Samenvatting Europees en Internationaal arbeidsrecht 2024
Hoorcollege [1] : inleiding internationaal arbeidsrecht
Fundamentele arbeidsrechten kunnen gezien worden als mensenrechtelijke arbeidsrechten.
De vraag kan gesteld worden of de zorg voor fundamentele arbeidsrechten voor de verantwoordelijkheid komt van
overheden of bedrijven. Bij bedrijven zou het eerder kunnen voortkomen uit bedrijfsethiek. Als ondernemer kan daar wel
enige frictie ontstaan.
De heer Philips was de eerste ondernemer, die vanuit een bepaald sociaal gevoel is gaan onderneming [social
entrepreneurship]. Hij deed dit eind 19de eeuw door fabriekssystemen. Hij zette een sociaal netwerk van voorzieningen
op voor werknemers, waarbij gedacht kan worden aan een kerk, huizen, voetbalclubs etc. Zo’n motief van sociaal
ondernemen kan voortkomen uit religie, moraal, moreel of eigenbelang. Tevreden werknemers werken nou eenmaal
langer.
Een ander voorbeeld is Jacques van Marken. Hij was oprichter van de gist en spiritusfabriek. Hij zorgde goed voor zijn
werknemers, maar deed dit volledig vanuit eigenbelang. Een quote van hem is:
‘Zou de patroon, die de rechten van den werkman vergeet, zijn eigenbelang wel begrijpen? Hij is even dwaas als
wanneer hij de stoomkraan zijner machine afsloot om kolen te besparen.’
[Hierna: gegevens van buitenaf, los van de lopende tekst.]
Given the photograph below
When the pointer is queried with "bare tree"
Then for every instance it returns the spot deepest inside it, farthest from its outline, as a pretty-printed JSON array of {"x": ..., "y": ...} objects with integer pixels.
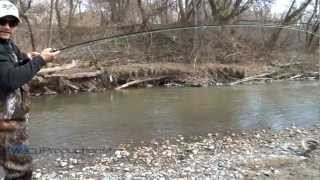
[
  {"x": 24, "y": 7},
  {"x": 292, "y": 15},
  {"x": 223, "y": 11},
  {"x": 313, "y": 24}
]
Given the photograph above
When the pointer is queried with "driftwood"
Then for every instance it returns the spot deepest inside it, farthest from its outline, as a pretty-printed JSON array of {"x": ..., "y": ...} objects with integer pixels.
[
  {"x": 76, "y": 75},
  {"x": 251, "y": 78},
  {"x": 135, "y": 82},
  {"x": 58, "y": 68},
  {"x": 296, "y": 76},
  {"x": 69, "y": 84}
]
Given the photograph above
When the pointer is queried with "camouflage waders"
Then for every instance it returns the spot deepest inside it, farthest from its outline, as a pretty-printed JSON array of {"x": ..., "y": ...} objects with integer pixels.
[{"x": 15, "y": 159}]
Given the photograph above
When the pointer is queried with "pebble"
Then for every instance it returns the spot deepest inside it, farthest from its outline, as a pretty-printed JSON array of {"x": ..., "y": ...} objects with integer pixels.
[{"x": 195, "y": 160}]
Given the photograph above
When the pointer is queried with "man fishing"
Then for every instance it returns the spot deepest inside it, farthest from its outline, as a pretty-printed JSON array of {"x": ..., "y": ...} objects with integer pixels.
[{"x": 16, "y": 70}]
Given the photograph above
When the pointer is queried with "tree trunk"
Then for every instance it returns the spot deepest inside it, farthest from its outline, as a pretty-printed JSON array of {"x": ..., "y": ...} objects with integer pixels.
[{"x": 291, "y": 16}]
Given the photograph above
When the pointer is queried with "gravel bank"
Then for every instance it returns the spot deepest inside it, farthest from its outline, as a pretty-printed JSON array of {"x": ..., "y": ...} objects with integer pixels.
[{"x": 256, "y": 154}]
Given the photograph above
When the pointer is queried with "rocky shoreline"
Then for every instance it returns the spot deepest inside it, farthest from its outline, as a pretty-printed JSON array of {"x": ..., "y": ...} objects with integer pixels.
[{"x": 256, "y": 154}]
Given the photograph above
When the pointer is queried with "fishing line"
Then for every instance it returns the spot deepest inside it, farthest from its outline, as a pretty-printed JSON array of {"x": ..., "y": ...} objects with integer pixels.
[{"x": 122, "y": 36}]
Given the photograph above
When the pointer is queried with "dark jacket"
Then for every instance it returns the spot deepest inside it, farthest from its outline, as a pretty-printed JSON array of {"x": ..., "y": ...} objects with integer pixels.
[
  {"x": 14, "y": 74},
  {"x": 16, "y": 69}
]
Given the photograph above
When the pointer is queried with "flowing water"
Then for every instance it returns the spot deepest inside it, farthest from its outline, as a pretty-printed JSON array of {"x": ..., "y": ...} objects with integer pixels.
[{"x": 115, "y": 117}]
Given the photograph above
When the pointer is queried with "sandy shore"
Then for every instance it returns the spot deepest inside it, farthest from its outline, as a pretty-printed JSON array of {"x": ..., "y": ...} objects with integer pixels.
[{"x": 257, "y": 154}]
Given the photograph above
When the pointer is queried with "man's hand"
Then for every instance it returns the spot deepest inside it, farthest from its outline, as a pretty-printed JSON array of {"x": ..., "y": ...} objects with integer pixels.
[{"x": 48, "y": 55}]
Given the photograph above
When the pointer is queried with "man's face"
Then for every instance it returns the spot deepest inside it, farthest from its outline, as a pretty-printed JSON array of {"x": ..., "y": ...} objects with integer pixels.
[{"x": 7, "y": 26}]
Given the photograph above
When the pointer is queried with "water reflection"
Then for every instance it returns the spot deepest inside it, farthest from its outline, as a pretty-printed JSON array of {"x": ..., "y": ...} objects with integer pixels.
[{"x": 117, "y": 117}]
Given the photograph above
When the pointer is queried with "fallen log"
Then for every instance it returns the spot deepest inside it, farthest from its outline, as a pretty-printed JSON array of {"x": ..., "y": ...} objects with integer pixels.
[
  {"x": 76, "y": 75},
  {"x": 135, "y": 82},
  {"x": 296, "y": 76},
  {"x": 251, "y": 78},
  {"x": 58, "y": 68}
]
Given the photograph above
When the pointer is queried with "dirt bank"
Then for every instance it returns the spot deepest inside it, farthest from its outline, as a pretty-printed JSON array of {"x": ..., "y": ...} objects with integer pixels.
[
  {"x": 257, "y": 154},
  {"x": 87, "y": 77}
]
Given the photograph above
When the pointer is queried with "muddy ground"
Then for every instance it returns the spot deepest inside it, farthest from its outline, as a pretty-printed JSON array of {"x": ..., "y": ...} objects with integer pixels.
[{"x": 256, "y": 154}]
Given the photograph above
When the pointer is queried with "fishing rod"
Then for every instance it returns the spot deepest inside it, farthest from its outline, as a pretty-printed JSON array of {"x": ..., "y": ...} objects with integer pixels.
[{"x": 127, "y": 35}]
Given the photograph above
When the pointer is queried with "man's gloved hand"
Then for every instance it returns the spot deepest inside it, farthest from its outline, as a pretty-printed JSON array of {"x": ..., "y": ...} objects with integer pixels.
[{"x": 49, "y": 54}]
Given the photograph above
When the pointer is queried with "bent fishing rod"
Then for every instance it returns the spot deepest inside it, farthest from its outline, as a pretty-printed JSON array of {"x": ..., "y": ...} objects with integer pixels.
[{"x": 121, "y": 36}]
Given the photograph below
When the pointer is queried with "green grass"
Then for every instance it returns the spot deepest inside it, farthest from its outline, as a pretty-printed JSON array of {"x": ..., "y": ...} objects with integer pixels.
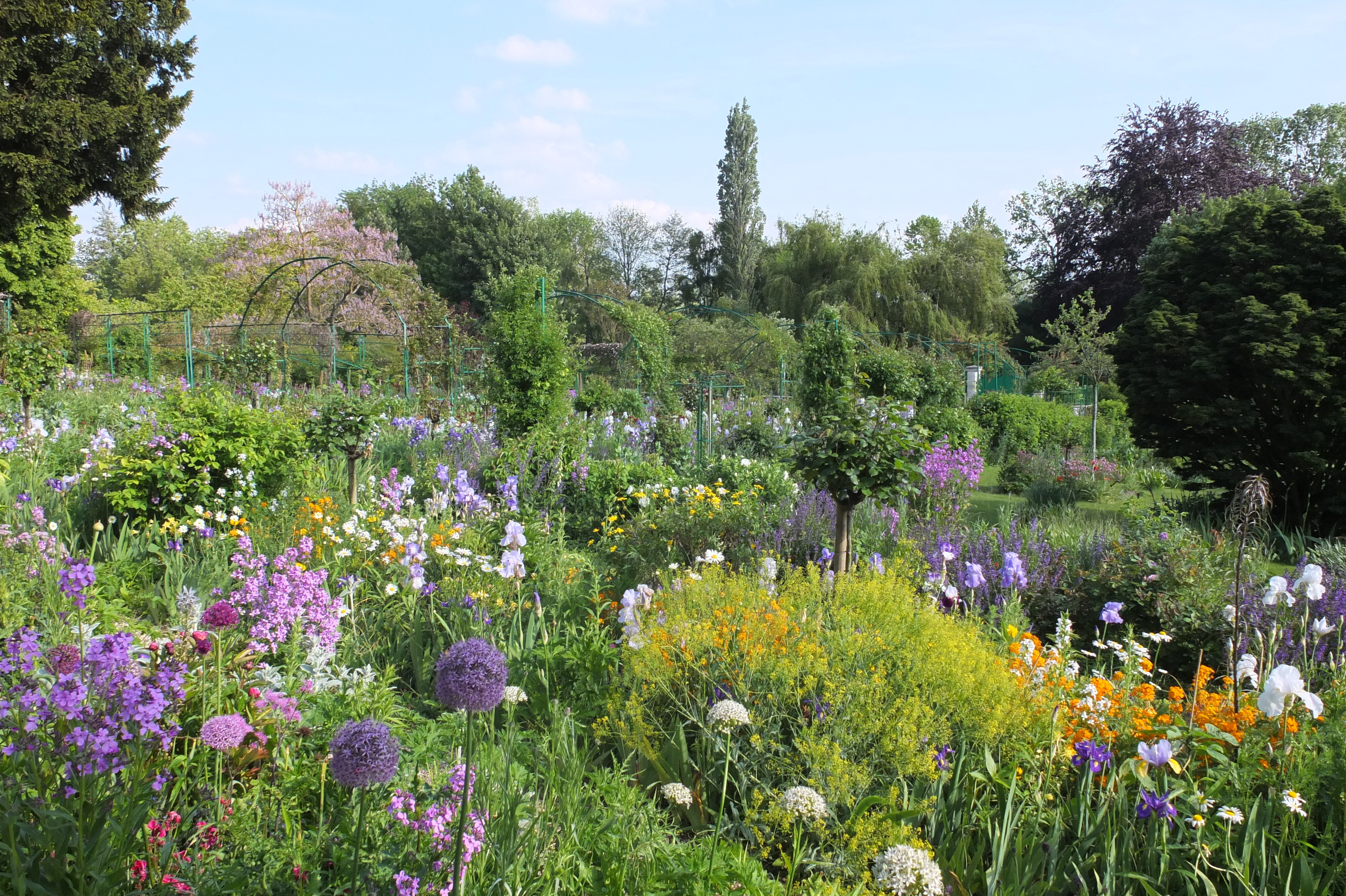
[{"x": 990, "y": 504}]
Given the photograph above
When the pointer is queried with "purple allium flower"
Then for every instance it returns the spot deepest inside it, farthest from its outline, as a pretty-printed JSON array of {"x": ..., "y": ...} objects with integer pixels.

Meer dan een eeuw geleden kwam de vraag op hoeveel invloed de overheid moest hebben over wat collectief en wat
privaat geregeld moest worden. Hierdoor kwam collectivering van de sociale zekerheid medio jaren ‘70. Hierdoor werd
de aandacht van sociaal ondernemerschap naar vraagstukken buiten de ondernemingen
gevestigd.
ILO [International Labour Organisation] is opgericht in 1919 [na WO-I] vanuit de
gedachte ‘no lasting peace without social justice’. Het idee hierachter was dat
arbeidsnormen nodig waren om economische vooruitgang hand in hand te laten gaan met
sociale rechtvaardigheid, wat uiteindelijk zou zorgen voor welvaart en vrede.
Het doel is het bevorderen van kansen voor vrouwen en mannen om fatsoenlijk en
productief werk te verrichten onder de voorwaarden van vrijheid, gelijkheid, veiligheid en
waardigheid. De ILO streeft dus naar wereldwijd sociale rechtvaardiging door ongelijkheid en onveiligheid op de
werkvloer te bestrijden
In 1944 kwam de verklaring van Philadelphia. De kern hiervan was ‘labour is not a commodity', ofwel achter arbeid zit een
mens, en is dus geen koopwaar. Arbeid is geen levenloos product, zoals een appel of een televisietoestel, dat
onderhandeld kan worden voor de hoogste winst of de laagste prijs. Het gaat niet om een machine. Dit is bijvoorbeeld
wel te zien bij kinder- en dwangarbeid, doordat daar mensen worden ingezet als bedrijfsmiddelen/instrumenten.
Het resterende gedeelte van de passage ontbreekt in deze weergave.